Les yeux sont faits
Qu'est-ce ma tristesse peut vous faire? Qu'est-ce que ma tristesse peut me faire?Que vaut un petit coeur anxieux face à la détresse abysmale du monde? Je n'imaginais pas la fin des temps comme ça. Une installation progressive du chaos.
Tristesse est un mot qui commence par un T. Si je devais lui associer une couleur, ce serait le gris macadam. Tristesse évoque pour moi une rue qui s'estompe dans la brume. Il fait gris et humide, je regarde les rares passants et les parapluies qui les couvrent. Puis-je encore entrer dans un café? Tristesse est un filtre que je mets devant les yeux et qui permet de voir la vie en pire. Repos est un mot agréable aussi. J'aime le mettre dans la poche, le sortir de temps en temps, essentiellement pour la frime. Tristesse est un chemin tranquille et doux, qui ne veut de mal à personne. Je n'irai pas jusqu'au bout de l'arc-en-ciel. Je n'irai pas parce que je ne le veux pas. Je veux creuser mon trou ici. Eteindre la lumière, éteindre mes yeux et m'étendre auprès de toi, ma belle, ma compagne, ma fidèle.
Dormir, c'est sourire. C'est se laisser consoler par les effluves de la nuit aimante. C'est partir en voyage, sans peur ni bagage.

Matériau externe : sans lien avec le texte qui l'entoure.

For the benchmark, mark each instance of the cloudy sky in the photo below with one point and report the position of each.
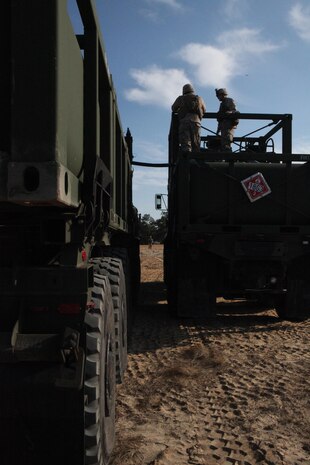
(259, 50)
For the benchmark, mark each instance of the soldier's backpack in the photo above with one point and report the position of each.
(190, 105)
(193, 104)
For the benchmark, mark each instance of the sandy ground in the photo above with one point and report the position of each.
(232, 390)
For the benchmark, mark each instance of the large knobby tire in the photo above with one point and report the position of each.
(122, 254)
(99, 382)
(113, 269)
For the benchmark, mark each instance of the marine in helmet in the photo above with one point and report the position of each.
(190, 109)
(227, 119)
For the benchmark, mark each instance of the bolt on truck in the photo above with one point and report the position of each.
(69, 261)
(239, 223)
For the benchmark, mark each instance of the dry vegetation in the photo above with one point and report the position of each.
(233, 390)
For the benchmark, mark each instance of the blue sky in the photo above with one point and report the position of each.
(258, 50)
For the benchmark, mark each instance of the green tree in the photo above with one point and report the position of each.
(154, 229)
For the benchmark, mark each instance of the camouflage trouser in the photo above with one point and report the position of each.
(227, 134)
(189, 136)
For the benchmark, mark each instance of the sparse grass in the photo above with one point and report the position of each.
(128, 452)
(195, 364)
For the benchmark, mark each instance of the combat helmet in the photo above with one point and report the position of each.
(221, 91)
(188, 89)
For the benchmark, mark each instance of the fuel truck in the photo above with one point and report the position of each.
(69, 261)
(239, 222)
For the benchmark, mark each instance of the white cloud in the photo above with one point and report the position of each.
(216, 65)
(149, 152)
(156, 86)
(299, 19)
(210, 65)
(302, 145)
(150, 177)
(235, 9)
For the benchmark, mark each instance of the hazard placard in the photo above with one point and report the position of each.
(256, 187)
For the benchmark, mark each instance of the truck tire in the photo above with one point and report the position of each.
(113, 269)
(99, 383)
(122, 254)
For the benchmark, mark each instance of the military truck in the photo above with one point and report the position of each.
(239, 222)
(69, 261)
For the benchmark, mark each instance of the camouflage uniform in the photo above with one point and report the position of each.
(226, 123)
(189, 121)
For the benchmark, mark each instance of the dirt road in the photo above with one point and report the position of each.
(233, 390)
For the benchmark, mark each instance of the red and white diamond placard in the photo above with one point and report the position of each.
(256, 187)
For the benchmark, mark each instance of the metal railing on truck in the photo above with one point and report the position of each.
(205, 187)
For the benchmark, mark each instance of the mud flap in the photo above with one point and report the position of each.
(195, 300)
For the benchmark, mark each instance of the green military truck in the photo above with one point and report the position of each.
(69, 261)
(239, 222)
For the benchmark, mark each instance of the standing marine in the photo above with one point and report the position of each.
(190, 109)
(227, 120)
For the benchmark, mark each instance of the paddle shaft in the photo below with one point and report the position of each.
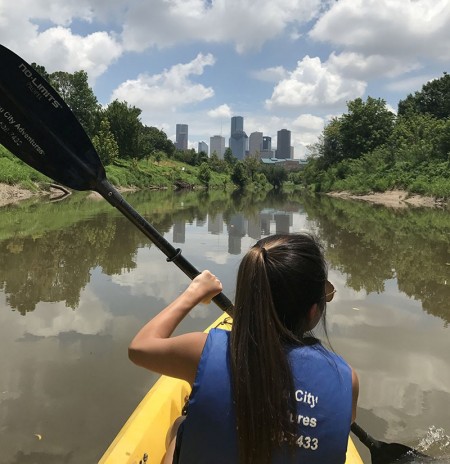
(173, 254)
(38, 127)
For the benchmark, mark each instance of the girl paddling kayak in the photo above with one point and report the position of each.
(268, 391)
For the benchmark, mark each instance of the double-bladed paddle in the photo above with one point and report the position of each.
(387, 453)
(37, 126)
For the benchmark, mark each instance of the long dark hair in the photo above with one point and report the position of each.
(278, 281)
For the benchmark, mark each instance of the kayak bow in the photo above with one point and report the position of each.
(143, 437)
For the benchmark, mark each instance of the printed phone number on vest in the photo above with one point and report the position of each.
(307, 443)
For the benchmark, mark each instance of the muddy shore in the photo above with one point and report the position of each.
(393, 198)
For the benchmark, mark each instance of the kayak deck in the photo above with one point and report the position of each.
(143, 437)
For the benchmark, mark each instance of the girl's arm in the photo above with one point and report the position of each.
(155, 349)
(355, 389)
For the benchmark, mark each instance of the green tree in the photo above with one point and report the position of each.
(152, 139)
(366, 126)
(216, 164)
(332, 151)
(276, 175)
(420, 137)
(434, 99)
(105, 144)
(76, 92)
(239, 175)
(253, 166)
(127, 128)
(42, 71)
(229, 158)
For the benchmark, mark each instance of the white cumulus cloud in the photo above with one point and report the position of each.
(222, 111)
(168, 90)
(314, 83)
(247, 24)
(405, 29)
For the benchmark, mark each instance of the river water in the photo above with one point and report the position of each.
(77, 281)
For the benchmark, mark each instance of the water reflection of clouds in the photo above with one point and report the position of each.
(401, 372)
(53, 319)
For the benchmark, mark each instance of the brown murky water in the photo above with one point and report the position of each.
(77, 280)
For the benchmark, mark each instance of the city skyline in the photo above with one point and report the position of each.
(290, 64)
(241, 145)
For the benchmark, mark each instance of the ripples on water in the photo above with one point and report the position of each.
(437, 442)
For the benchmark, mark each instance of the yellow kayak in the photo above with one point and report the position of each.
(142, 439)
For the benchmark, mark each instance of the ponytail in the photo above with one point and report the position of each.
(262, 328)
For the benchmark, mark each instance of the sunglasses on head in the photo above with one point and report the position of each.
(329, 291)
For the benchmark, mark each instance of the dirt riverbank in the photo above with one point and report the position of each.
(393, 198)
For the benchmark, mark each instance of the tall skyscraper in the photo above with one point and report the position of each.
(266, 151)
(202, 146)
(283, 144)
(217, 145)
(181, 137)
(239, 140)
(237, 124)
(267, 143)
(255, 142)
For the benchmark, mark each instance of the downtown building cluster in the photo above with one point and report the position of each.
(240, 144)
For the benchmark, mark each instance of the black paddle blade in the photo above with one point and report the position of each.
(388, 453)
(37, 126)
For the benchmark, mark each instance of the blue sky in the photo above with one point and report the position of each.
(281, 64)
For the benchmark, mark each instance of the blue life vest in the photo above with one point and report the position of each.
(323, 392)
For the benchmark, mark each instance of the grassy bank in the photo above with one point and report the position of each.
(125, 173)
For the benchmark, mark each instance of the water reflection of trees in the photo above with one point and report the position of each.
(371, 244)
(47, 252)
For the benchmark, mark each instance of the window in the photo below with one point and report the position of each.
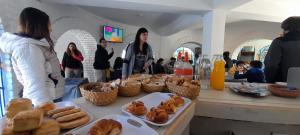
(183, 51)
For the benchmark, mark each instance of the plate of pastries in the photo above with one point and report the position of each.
(159, 109)
(22, 118)
(115, 125)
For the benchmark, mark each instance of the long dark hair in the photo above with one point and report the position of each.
(118, 63)
(77, 52)
(291, 24)
(35, 24)
(137, 41)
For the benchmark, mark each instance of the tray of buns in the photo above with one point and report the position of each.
(69, 115)
(46, 118)
(159, 109)
(115, 125)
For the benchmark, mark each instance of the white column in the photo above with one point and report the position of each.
(213, 32)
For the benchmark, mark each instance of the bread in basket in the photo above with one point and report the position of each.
(154, 84)
(184, 87)
(129, 88)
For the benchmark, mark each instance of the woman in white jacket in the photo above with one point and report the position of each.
(33, 57)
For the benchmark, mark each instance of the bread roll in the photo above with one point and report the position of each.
(27, 120)
(48, 127)
(9, 131)
(137, 108)
(64, 113)
(45, 107)
(106, 126)
(60, 110)
(17, 105)
(71, 117)
(75, 123)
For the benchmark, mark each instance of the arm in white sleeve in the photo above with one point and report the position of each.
(31, 63)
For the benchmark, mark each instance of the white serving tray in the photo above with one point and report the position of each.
(69, 103)
(153, 100)
(127, 128)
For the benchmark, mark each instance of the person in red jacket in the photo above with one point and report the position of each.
(71, 62)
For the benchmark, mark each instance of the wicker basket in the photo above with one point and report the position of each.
(283, 91)
(139, 77)
(153, 88)
(190, 93)
(130, 90)
(98, 98)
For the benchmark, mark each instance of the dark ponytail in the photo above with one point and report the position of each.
(35, 24)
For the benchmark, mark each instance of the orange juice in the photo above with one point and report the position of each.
(218, 74)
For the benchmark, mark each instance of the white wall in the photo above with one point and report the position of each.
(238, 33)
(235, 34)
(65, 17)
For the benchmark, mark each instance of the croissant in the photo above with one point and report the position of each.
(157, 115)
(137, 108)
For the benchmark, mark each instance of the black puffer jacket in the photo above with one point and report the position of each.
(283, 53)
(70, 62)
(101, 58)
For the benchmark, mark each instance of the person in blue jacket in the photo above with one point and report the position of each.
(254, 74)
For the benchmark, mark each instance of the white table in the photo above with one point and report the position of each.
(179, 127)
(229, 105)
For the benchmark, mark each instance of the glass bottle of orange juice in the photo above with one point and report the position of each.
(218, 73)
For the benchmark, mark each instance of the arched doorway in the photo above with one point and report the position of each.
(124, 52)
(193, 49)
(259, 47)
(85, 42)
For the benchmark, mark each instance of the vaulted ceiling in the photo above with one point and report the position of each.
(166, 17)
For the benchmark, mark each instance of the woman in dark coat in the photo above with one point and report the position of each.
(284, 52)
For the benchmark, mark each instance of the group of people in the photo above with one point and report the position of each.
(138, 59)
(37, 67)
(282, 55)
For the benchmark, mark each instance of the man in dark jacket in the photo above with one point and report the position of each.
(284, 52)
(101, 63)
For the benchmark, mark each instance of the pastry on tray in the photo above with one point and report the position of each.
(157, 115)
(69, 117)
(169, 107)
(177, 100)
(106, 127)
(137, 108)
(48, 127)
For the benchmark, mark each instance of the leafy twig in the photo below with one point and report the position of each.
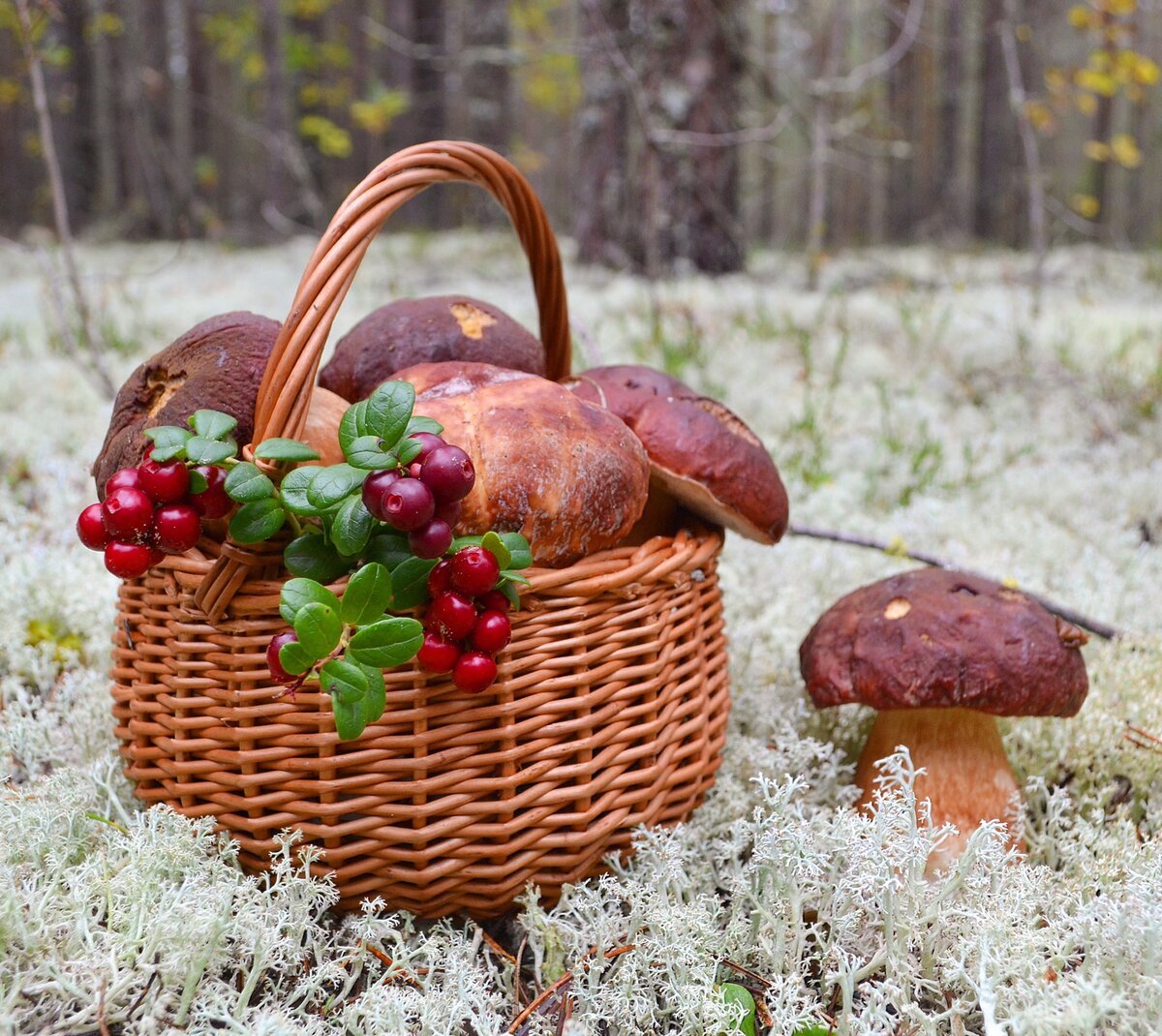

Je n'aime pas les effets artificiels. L'image où l'on se dit 'c'est le lever du matin'. Ou celle qui met en page le coucher du soleil. Je n'aime pas les transformations de matière. Même si toute description est un travestissement. Les instants sont trompeurs. Ils induisent en erreur. Ils nous font croire que c'est comme ça, et ce n'est pas comme ça. J'étais à ma place et j'avais mon âge. En face de moi, il y avait les professeurs et ils avaient garé leur voiture sur le parking. Toute personne n'est qu'un squelette revêtu de chair et de peau. Je n'aime pas les odeurs corporelles. Je n'aime pas les parfums artificiels. Je n'aime pas quand le parfum est marque avant d'être parfum. Un flacon de parfum vaut-il le prix affiché? Plus jamais, vous m'entendez, plus jamais je n'obéirai aveuglément au clairon de la convention. Ma liberté, elle est ailleurs, elle est dans la prairie à côté de la maison, dans les rues trépidantes de la grande ville, dans le ciel au-dessus de ma tête. Les yeux sont faits. On dit de moi que j'aime les cafés. On pourrait tout aussi bien dire que je cours derrière le vent. Ou que je cours avec le vent. Ou encore que je cours contre le vent. Les films, les livres, les musiques, les sculptures, où se trouve mon émotion, où se planque ma passion? Les heures ont eu raison de moi, et c'est un autre moi qui survit.